Na quinta, a União Europeia aprovou uma resolução em que pede "pausas" nos bombardeios para assegurar ajuda humanitária. Israel rejeita o pleito, mas diz que o envio de ajuda humanitária é possível, desde que não chegue às mãos de terroristas.
Apesar dos avisos de Israel, alguns palestinos se mantêm no norte do enclave por temerem bombardeios durante o deslocamento, enquanto outros receiam perder suas casas em caráter definitivo.
Também nesta sexta, a agência de notícias Reuters disse ter recebido das Forças Armadas israelense a informação de que eles não podem garantir a segurança de jornalistas atuando em Gaza.
O Comitê de Proteção a Jornalistas (CPJ) já contabiliza em 29 o número de profissionais mortos ao longo das três semanas de conflito.

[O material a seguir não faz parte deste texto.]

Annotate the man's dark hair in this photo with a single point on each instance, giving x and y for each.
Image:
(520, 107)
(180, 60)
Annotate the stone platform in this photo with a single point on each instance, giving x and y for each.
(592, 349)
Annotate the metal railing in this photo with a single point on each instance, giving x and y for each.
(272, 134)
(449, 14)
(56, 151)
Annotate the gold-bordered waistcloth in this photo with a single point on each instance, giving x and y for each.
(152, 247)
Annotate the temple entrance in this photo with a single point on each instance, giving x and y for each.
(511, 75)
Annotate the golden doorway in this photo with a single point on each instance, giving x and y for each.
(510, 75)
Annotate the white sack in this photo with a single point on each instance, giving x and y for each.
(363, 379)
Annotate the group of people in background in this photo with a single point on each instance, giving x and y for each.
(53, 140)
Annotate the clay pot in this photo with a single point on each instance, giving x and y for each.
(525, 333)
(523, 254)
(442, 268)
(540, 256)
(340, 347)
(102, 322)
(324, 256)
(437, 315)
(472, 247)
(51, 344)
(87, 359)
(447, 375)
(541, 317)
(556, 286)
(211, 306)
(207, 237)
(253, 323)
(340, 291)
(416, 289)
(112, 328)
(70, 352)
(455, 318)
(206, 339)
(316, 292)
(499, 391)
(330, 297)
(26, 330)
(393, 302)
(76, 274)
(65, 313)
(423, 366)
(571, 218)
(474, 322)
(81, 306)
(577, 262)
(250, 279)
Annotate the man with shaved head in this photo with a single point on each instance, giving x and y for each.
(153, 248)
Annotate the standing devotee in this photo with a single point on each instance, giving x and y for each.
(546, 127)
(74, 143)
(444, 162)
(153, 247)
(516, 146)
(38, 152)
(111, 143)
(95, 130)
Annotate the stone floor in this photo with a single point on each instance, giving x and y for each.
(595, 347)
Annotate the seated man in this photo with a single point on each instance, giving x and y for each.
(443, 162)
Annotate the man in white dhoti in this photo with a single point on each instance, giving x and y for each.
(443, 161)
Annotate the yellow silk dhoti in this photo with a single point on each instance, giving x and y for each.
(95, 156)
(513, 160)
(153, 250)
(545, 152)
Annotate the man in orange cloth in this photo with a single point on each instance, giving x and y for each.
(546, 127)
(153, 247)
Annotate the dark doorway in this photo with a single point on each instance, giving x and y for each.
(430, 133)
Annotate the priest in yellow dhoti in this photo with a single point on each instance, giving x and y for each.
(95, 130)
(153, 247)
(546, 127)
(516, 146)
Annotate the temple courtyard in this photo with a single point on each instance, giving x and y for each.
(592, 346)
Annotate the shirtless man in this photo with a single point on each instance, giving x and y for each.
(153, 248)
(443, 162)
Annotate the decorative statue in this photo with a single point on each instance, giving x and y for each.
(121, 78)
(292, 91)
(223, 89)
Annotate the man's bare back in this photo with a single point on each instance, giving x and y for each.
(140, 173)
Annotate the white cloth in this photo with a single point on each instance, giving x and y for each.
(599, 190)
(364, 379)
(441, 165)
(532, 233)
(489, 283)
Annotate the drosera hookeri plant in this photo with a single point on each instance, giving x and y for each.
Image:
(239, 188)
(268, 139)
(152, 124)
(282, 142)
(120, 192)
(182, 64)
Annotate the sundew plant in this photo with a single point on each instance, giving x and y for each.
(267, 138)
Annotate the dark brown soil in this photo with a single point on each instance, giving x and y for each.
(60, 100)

"Um apagão nas comunicações é um apagão de notícias", comentou a entidade, argumentando que o mundo "perde uma janela para a realidade" a partir do momento em que correspondentes tornam-se incomunicáveis, criando um vácuo informacional que pode ser preenchido com "propaganda mortal e informações falsas".
"Estamos ao lado dos jornalistas nesta hora sombria, [ao lado] daqueles que perseguem a verdade, e cujo trabalho diário nos mantém informados com fatos que lançam luz sobre a condição humana e ajuda a responsabilizar o poder."
Temores sobre agravamento de situação humanitária de civis e expansão do conflito
As FDI já realizaram antes outras incursões de poucas horas pela Faixa de Gaza – a última e mais significativa, na madrugada anterior, envolveu blindados e teve caráter "preparatório", segundo os militares israelenses.
As Nações Unidas e outras organizações humanitárias alertam para o risco de que uma invasão em larga escala possa piorar a situação da população civil na região e aumentar o saldo de mortos. Sob cerco militar, palestinos em Gaza estariam sendo severamente desprovidos de serviços básicos essenciais, como água potável, alimentos e energia.
Muitos se deslocaram para o sul do enclave, seguindo orientações de Israel para poupar civis do confronto – a FDI, porém, sustenta que o Hamas tem seguidamente sabotado esses esforços e usado inocentes como escudo humano.
Nesta sexta, as Forças Armadas israelenses anunciaram que o Hamas manteria um quartel-general no subterrâneo do maior hospital de Gaza, o Al-Shifa.
Parte da comunidade internacional teme que o conflito no Oriente Médio saia do controle – as tensões militares têm escalado nas fronteiras de Israel com Líbano e Síria.
Já o receio de parentes dos sequestrados pelo Hamas é de que uma invasão inviabilize as negociações para a libertação deles – o grupo islâmico ameaça matá-los, e alega, sem fornecer provas, que 50 já foram mortos em bombardeios israelenses.